Selon certaines informations, ce programme espion aurait été produit par un groupe de pirates dangereux qui serait actif depuis 2012. On les appelle SideWinder. Les dernières actualités qui font état de leurs exploits concernent généralement le piratage de certaines structures militaires appartenant Pakistan.

Dans la pratique le virus informatique présent dans 3 applications permettra à son utilisateur de collecter l’ensemble des données contenues dans le smartphone fonctionnant sous Android. Et cela passera bien sûr inaperçu. Car, si ce virus informatique à quelque chose de particulier c’est qu’il est très discret pouvant se faire passer pour quelque programme inoffensif. Concernant les trois applications de la boutique de Google qui ont été infectées par ce virus informatique, il est révélé par une enquête qu’elle était toujours active depuis mars 2019. Ce sont notamment Camero ; FileCrypt et callCam.
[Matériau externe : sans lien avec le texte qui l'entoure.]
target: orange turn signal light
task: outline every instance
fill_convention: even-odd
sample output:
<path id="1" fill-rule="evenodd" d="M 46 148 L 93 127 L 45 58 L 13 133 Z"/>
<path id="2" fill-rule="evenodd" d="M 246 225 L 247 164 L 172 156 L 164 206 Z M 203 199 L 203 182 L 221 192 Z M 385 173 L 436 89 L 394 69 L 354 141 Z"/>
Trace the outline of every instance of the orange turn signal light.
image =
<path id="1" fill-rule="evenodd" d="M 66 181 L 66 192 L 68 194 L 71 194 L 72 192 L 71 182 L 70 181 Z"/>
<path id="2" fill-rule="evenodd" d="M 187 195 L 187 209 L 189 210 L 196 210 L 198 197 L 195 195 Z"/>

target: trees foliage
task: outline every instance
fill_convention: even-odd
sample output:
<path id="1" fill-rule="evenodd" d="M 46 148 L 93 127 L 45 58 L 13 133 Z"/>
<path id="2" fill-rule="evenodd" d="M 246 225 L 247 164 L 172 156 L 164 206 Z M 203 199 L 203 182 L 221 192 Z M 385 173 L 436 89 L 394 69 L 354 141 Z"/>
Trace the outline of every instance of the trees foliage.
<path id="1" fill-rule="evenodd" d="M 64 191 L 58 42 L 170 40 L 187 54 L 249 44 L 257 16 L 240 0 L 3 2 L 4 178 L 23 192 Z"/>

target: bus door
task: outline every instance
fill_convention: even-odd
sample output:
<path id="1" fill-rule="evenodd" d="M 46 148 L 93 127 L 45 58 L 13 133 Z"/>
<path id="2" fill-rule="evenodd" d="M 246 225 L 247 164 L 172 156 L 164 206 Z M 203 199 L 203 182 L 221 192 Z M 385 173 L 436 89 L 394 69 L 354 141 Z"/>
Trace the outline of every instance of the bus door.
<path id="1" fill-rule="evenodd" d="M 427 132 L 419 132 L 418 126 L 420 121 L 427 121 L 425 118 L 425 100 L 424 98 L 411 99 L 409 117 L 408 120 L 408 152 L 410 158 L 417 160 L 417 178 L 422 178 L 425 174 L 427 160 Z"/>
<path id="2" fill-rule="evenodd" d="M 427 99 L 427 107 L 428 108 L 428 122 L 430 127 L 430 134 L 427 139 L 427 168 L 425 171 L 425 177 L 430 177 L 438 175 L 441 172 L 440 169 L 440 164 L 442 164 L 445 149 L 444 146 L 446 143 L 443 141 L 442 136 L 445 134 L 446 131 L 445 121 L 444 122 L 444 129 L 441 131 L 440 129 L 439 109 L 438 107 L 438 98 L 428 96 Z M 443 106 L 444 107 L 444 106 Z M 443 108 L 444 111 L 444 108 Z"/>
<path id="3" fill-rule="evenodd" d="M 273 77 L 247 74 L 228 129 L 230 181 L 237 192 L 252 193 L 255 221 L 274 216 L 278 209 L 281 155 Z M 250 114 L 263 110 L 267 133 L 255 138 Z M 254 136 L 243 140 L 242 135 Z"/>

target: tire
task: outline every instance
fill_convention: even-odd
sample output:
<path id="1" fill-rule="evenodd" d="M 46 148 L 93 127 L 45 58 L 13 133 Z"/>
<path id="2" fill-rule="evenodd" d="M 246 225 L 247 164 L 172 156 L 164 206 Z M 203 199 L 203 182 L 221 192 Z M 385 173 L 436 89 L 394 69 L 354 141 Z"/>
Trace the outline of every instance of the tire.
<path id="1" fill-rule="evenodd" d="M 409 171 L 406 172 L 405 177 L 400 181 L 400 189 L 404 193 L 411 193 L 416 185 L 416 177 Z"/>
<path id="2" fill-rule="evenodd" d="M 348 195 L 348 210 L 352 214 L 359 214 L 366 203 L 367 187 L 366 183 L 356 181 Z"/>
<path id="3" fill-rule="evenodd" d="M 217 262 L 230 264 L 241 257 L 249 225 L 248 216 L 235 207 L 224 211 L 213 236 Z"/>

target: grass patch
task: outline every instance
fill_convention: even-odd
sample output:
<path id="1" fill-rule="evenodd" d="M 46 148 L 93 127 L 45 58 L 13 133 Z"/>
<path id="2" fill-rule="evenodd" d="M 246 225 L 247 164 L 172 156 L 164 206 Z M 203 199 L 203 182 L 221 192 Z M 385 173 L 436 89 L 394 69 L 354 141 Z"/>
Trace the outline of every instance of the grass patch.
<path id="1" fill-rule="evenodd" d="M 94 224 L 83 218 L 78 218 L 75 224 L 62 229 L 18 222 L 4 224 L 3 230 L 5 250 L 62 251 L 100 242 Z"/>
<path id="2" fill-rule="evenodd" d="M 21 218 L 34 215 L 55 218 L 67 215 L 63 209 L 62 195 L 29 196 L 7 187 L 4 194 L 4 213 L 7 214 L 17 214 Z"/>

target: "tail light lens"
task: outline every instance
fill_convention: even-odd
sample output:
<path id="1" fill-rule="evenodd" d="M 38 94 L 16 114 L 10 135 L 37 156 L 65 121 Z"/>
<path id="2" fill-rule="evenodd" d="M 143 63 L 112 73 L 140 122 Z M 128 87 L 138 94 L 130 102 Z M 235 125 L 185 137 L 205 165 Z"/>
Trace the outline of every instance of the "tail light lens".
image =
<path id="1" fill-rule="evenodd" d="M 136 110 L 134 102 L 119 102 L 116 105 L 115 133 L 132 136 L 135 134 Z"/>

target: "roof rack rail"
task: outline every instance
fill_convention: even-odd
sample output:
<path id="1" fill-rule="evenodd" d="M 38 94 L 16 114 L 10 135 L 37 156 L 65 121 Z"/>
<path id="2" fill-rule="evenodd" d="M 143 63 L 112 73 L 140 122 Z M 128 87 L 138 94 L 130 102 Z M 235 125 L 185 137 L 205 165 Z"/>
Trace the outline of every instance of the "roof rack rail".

La firme de Mountain View, une fois alerté par les experts n’a pas hésité à supprimer immédiatement ses applications de sa boutique. Il faut noter une fois que ce virus arrive à infiltrer le téléphone de sa victime, il se met à la recherche de vieille failles de sécurité présente dans le système Android. de ce fait si le smartphone n’a pas bien sûr reçu le correctif de sécurité idoine pour ces failles de sécurité, il sera bien sûr vulnérable et offrira un terrain de jeux au programme malveillant. Il est aussi aussi mentionné dans le rapport de Trend Micro que le virus informatique a la possibilité de rooter le smartphone infecté pour faciliter à son éditeur d’installer sur le smartphone certains fichiers à distance.

Ce qui permettra bien sûr aux pirates informatiques d’accroître son contrôle sur le mobile infecté. De la sorte le pirate informatique pourra alors collecter les messages qui proviennent des comptes en ligne que ce soit des réseaux sociaux comme twitter facebook ou encore des comptes de messagerie à l’instar de Outlook, Yahoo mail, Gmail. Il pourra aussi se fournir dans vos documents multimédias tels que les photoset vidéos de votre position géographique, de certains identifiants de connexion et d’autres données concernant votre appareil mobile et le réseau utilisé. A la question de savoir ce que les pirates peuvent faire avec ce genre de données, il est clair qu’elles ont une valeur marchande bien déterminée surtout sur le dark web.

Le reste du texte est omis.